Department of Burns, The Second Affiliated Hospital of Shandong First Medical University, Tai'an, Shandong, China.
Department of General Surgery, The First People's Hospital of Tai'an, Shandong First Medical University, Tai'an, Shandong, China.
Int Wound J. 2021 Feb;18(1):24-31. doi: 10.1111/iwj.13518. Epub 2020 Oct 30.
The purpose of this study was to evaluate the therapeutic effects of artificial dermis combined with autologous split-thickness skin grafting (STSG) compared with autologous intermediate-thickness skin grafting (ITSG) alone in severely burned patients. Fifty-six severely burned patients admitted to our hospital from December 2017 to January 2019 were enrolled and evenly grouped according to the random number table method [AD-STSG group: 28 patients, receiving the treatment of artificial dermis (AD) combined with autologous STSG; ITSG group: 28 patients, receiving autologous ITSG treatment alone]. The healing time and Vancouver Scar Scale (VSS) score of the donor area and graft area, survival rate and infection status of the autologous skin, psychological status (determined by Self-rating Anxiety Scale and Self-rating Depression Scale), and the activity of functional parts of all enrolled patients were included in the evaluation. General items of patients in AD-STSG group and ITSG group, including age, sex, and degree of burn, were all comparable. A significantly shortened healing time of donor skin in AD-STSG group was observed when compared with ITSG group (P < .05) while the recipient skin healed in the same tendency between the two groups. In addition, 21 days after the operation, AD-STSG group presented with significantly higher survival rate of graft skin than ITSG group (P < .05) while same infection status was observed in the two groups. Significantly lower VSS scores were found in AD-STSG group than that in ITSG group 3-, 6- and 10-months after operation (P < .05). Statistical difference regarding psychological status of patients from two groups was unobservable before operation while significantly lower Self-rating Anxiety Scale (SAS) and Self-rating Depression Scale (SDS) scores were found in AD-STSG group than that in ITSG group 3-, 6- and 10-months after operation (P < .05). Also, AD-STSG group presented improved mobility of functional part than that in ITSG group 10-months after operation without statistical difference (P = .051). Artificial dermis combined with autologous split-thickness skin grafting showed better therapeutic outcomes for the treatment of severely burned patients than autologous intermediate-thickness skin grafting in terms of graft healing time, scar formation, psychological recovery, and perhaps in functional reconstruction.

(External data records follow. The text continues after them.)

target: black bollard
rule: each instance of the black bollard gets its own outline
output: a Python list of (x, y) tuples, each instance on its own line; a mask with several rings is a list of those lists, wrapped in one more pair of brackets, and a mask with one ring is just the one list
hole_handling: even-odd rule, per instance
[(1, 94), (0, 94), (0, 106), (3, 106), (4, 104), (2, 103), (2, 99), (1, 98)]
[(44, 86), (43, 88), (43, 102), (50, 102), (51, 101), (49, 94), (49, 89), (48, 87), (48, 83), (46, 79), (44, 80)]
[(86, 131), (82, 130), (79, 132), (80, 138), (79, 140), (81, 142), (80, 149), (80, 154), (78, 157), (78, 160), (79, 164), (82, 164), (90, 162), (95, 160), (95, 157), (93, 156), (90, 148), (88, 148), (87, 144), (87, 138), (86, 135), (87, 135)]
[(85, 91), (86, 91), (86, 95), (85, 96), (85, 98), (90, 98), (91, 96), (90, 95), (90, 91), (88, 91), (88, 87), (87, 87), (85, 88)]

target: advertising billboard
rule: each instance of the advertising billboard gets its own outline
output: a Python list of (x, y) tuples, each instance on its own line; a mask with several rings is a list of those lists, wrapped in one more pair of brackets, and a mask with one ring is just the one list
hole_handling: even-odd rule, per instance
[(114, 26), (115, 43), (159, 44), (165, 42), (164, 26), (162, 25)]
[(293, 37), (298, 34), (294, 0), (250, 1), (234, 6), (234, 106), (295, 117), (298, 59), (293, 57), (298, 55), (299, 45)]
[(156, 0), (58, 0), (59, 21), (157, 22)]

本研究旨在评估人工真皮联合自体刃厚皮片移植(STSG)与单纯自体中厚皮片移植(ITSG)治疗严重烧伤患者的疗效。2017 年 12 月至 2019 年 1 月,我院收治的 56 例严重烧伤患者按随机数字表法分为两组[AD-STSG 组:28 例,采用人工真皮(AD)联合自体 STSG 治疗;ITSG 组:28 例,采用单纯自体 ITSG 治疗]。评估两组患者供皮区及植皮区愈合时间、温哥华瘢痕量表(VSS)评分、自体皮成活率及感染情况、所有患者心理状态(采用焦虑自评量表和抑郁自评量表评定)及功能部位活动度。AD-STSG 组和 ITSG 组患者的一般项目,包括年龄、性别和烧伤程度,均具有可比性。AD-STSG 组供皮区愈合时间明显短于 ITSG 组(P<0.05),而两组患者受皮区愈合情况相同。此外,术后 21d,AD-STSG 组患者植皮成活率明显高于 ITSG 组(P<0.05),两组患者感染情况相同。术后 3、6、10 个月,AD-STSG 组患者 VSS 评分明显低于 ITSG 组(P<0.05)。两组患者术前心理状态无统计学差异,AD-STSG 组术后 3、6、10 个月的焦虑自评量表(SAS)和抑郁自评量表(SDS)评分明显低于 ITSG 组(P<0.05)。术后 10 个月,AD-STSG 组患者功能部位活动度改善优于 ITSG 组,但差异无统计学意义(P=0.051)。人工真皮联合自体 STSG 治疗严重烧伤患者的疗效优于单纯自体 ITSG,在植皮愈合时间、瘢痕形成、心理恢复等方面可能在功能重建方面更好。